Ghostpoet ha raccolto quel lascito e lo ha fatto proprio in una serie di album molto potenti, in un crescendo che aveva portato al riuscitissimo Dark Days & Canapes del 2017, per dare un seguito al quale ci sono voluti tre anni buoni.
Ghostpoet ha un flow immediatamente riconoscibile tra mille, un flusso che ti scivola addosso denso come petrolio mentre snocciola poemi sporchi di aspra realtà quotidiana su uno sfondo trip hop ipnotico che oscilla come un pendolo tra momenti onirici (“Concrete Pony”, “Black Dog Got Silver Eyes”) e notturne cavalcate in cui il suono si fa affilato come una lama non esitando ad affidarsi al binomio chitarra synth per costruire atmosfere minacciose (“Nowhere To Hide Now” e la title track) aventi come progenitori da una parte il post punk dall’altra l’hip hop.
Si avvertono onnipresenti per tutta la durata del disco, tanto spessi come la nebbia quando si trasforma in pioggia, la paura, il disagio, la tensione, la fascinazione per la morte sottesi nei testi di Ghostpoet e riflessi nel suono.
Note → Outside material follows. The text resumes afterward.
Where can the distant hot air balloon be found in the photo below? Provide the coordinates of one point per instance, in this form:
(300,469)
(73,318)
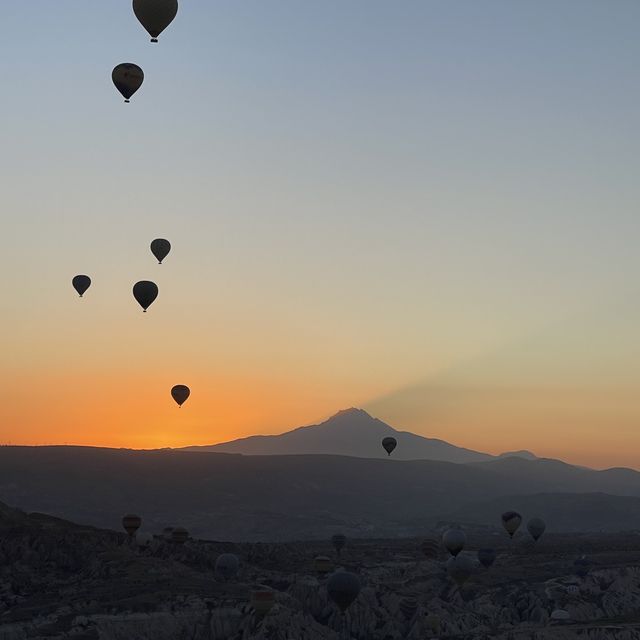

Non è una novità ma in questo anno acquisiscono un senso ancor più sinistro, a partire da quel titolo: “Sono sempre più stanco ma non oso addormentarmi” forse perché il timore è quello di non riuscire a risvegliarsi.
Quello di Ghostpoet è un altro disco immerso a piedi pari nella melma nera di questi tempi. Imperdibile.

Ettore Craca

"Nel suono, nella pagina, nel viaggio, nell'amore io sono. In ogni altro luogo e tempo non sono".